It begins, as all things do these days, with the deaths of Michael Brown and Eric Garner. Like the twists and turns of a meandering stream, their deaths lead to an ever-widening array of ominous consequences.
After months of careful deliberation, the grand juries in Ferguson and NYC found no cause to indict the patrolmen involved in the deaths of Brown and Garner. But to those who sympathized with the deceased, it was just another miscarriage of justice. When a white policeman shoots a black person, he is by their definition guilty. The rage began.
Christmas became the season to do shopping through broken store windows and smashed through doors, for riots and mayhem causing millions of dollars in property damage.
Two hundred miles distant from NYC, a black Muslim, Ismaaily Brinsley, set out on a mission to avenge the deaths of Brown and Garner. He did so on December 20 when he shot and killed two police officers as they sat in their patrol car.
The Mayor of NYC Bill de Blasio was obligated by office and by common sense to standby the beleaguered police force. He chose to do the opposite. He intimated that the NYPD was partly responsible for the deaths of the two murdered officers.
“The relationship between police and community has to change,” said de Blasio at a news conference. “People need to know that black lives matter as much as whites. We are dealing with centuries of racism that have brought us to this day.”
The NYPD, with more than a germ of truth blamed de Blasio for inflaming the racial tensions that motivated a madman like Brinsley.
The department made it understood that de Blasio was not welcome at the wake for one of the officers. It even hired a plane with a streamer, “De Blasio, Our Backs Have Turned To You.” De Blasio disregarded this. He arrived at the wake two hours late, spoke a few words, and left after 15 minutes.
The relationship between the mayor and the NYPD continued to deteriorate. The head of the Patrolman’s Benevolent Association Pat Lynch said de Blasio had “blood” on his hands for the deaths of the two officers. Lynch advised the 34,000 uniformed officers to avoid making arrests “unless absolutely necessary.” The result is something between a slowdown and a strike.
Traffic and parking violations dropped from a year-to-year total of 25,000 in 2013 to 1,800 in 2014, a decrease of 93 percent with a corresponding loss of revenue from fines.
So, how much is the city losing?
That figure is not released yet. However, NYC had a police slowdown in 2011. It cost the city a “minimum of nearly $1 million a week thanks to a ticket-writing slowdown by cops,” reported the New York Post. The 2014 drop of 93 percent in parking and moving traffic violations that began December 20 and is ongoing could cost the city double that. And that's quite a hit.

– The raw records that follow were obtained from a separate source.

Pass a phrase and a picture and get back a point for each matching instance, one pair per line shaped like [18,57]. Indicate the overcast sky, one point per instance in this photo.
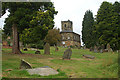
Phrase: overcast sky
[73,10]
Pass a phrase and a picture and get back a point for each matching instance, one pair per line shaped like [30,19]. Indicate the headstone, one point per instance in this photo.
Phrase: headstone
[47,48]
[89,56]
[56,48]
[102,48]
[91,49]
[84,47]
[67,54]
[25,65]
[108,47]
[37,52]
[43,71]
[95,49]
[105,50]
[25,49]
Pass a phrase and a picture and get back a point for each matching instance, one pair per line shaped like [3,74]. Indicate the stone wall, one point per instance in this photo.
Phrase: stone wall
[67,25]
[70,39]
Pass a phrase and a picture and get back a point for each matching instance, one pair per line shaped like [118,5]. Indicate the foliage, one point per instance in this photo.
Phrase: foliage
[53,37]
[108,26]
[87,34]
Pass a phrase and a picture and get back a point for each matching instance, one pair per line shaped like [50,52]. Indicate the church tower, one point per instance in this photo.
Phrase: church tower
[67,25]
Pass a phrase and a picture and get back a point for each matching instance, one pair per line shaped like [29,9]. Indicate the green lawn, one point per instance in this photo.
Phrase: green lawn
[103,66]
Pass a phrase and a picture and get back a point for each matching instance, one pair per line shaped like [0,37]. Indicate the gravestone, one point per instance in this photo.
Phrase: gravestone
[25,65]
[56,48]
[43,71]
[47,48]
[89,56]
[95,49]
[109,48]
[102,48]
[67,54]
[84,47]
[37,52]
[91,49]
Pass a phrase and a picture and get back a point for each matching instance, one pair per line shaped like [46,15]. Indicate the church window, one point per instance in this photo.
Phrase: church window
[65,25]
[68,37]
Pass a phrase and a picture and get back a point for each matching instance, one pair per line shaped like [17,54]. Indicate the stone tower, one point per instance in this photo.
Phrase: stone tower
[67,25]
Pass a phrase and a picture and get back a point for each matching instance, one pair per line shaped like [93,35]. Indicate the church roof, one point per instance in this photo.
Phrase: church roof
[68,31]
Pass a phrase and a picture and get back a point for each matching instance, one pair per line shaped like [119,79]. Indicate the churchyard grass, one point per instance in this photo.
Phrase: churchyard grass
[105,65]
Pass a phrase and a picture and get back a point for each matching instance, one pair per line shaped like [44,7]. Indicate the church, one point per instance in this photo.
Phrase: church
[69,38]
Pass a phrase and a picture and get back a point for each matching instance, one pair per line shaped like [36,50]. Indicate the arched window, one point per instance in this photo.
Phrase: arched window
[64,25]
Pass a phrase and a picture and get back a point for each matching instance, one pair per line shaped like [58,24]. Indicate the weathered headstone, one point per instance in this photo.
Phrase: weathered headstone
[91,49]
[43,71]
[102,48]
[89,56]
[47,48]
[56,48]
[84,47]
[67,54]
[37,52]
[25,65]
[95,49]
[25,49]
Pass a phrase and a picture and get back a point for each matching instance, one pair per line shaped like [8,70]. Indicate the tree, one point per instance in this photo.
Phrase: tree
[107,26]
[53,37]
[19,19]
[87,29]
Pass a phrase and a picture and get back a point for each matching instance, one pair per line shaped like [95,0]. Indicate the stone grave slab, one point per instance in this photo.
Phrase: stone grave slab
[43,71]
[67,54]
[25,65]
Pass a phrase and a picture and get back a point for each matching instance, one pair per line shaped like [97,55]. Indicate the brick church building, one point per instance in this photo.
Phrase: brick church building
[69,38]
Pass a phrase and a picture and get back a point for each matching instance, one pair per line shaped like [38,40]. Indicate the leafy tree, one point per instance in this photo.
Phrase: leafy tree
[87,29]
[19,19]
[107,26]
[53,37]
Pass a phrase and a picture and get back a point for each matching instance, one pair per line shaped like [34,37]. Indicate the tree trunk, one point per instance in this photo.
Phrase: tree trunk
[15,46]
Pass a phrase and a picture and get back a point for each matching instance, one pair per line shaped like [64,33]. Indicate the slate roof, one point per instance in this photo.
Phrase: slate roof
[68,31]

But that's far from the worst of it. There was a 66 percent drop in overall arrests. Here's what might be happening.
An officer sees what experience tells him is a drug deal. Should he investigate and risk a white-cop-black-suspect incident in a high-crime neighborhood? What if the situation escalates? Similar crime stops spun out of control over a box of stolen cigars (Michael Brown) and selling loose cigarettes (Eric Garner).
He checks the balance sheet. Asset side: I gain nothing by investigating. Liability side: By investigating I jeopardize my job, pension, a misconduct letter in my file, getting death threats, being accused of racial profiling, becoming the focus of a DOJ investigation, being in the eye of a racial hurricane, raked over hot coals by the media, and the cause of a wrongful arrest lawsuit or civil rights litigation. He looks the other way and drives by.
Multiply this by the number of overall arrests that decreased from 2013 to 2014, that's 3,600. Now ask yourself this question: What happens to a neighborhood, a city, when the police are no longer able to police?